Faith In Greater Things? doesn’t solve all the questions it unveils, but it asks them and inspires LongRoad through them, in an eternal creative communion.
FAITH IN GREATER THINGS? – LONGROAD
It is not with an affirmation but with a question that LongRoad is actually coming back on stage. Should we have faith in the greater things? I couldn’t, and won’t, try and answer the question here. If it’s asked, the band seems to seek answers without ever settling on a definitive one. And that’s exactly why their music is so rich and fascinating to me.
It’s a warm rock, simple in the noblest sense of the word, and that lets through a certain vulnerability. New Song, the first track of this album, has a lot of it, like Breathe, supple and dark at the same time, and Fade Away. If the beautiful sepia cover doesn’t completely pay tribute to the colours put on by some tracks. Inspired and Shadows in the Starlight have a smile, a charm, a softness. And I also find them in the melancholy and introspective instants of the record.
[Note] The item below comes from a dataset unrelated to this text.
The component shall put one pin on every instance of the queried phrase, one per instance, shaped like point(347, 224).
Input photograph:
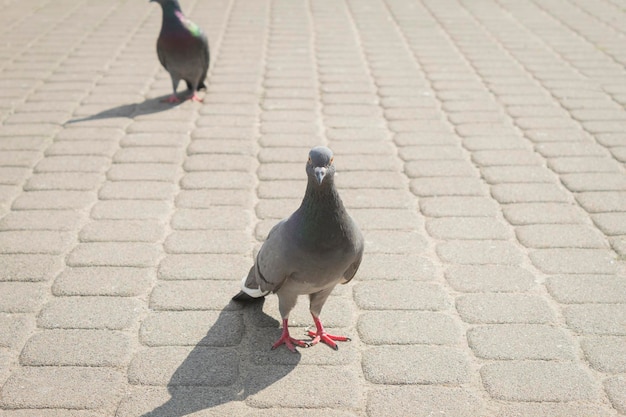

For example, with that voice, hanging over a whisper, and the compositions at the border of folk, for Why?, or even at the border of grunge and punk, with Crash.
And, with a solid and clean production by Barrett Jones, LongRoad signs a wonderful comeback this year. If some aspects of their alt-rock will speak loudly to those, like me, who grew up in the 90s/00s, they actually are in perfect harmony with 2023’s alt-rock. That familiarity of these sounds and the bond LongRoad’s members share really shape the wonderful record that is Faith in the Greater Things?.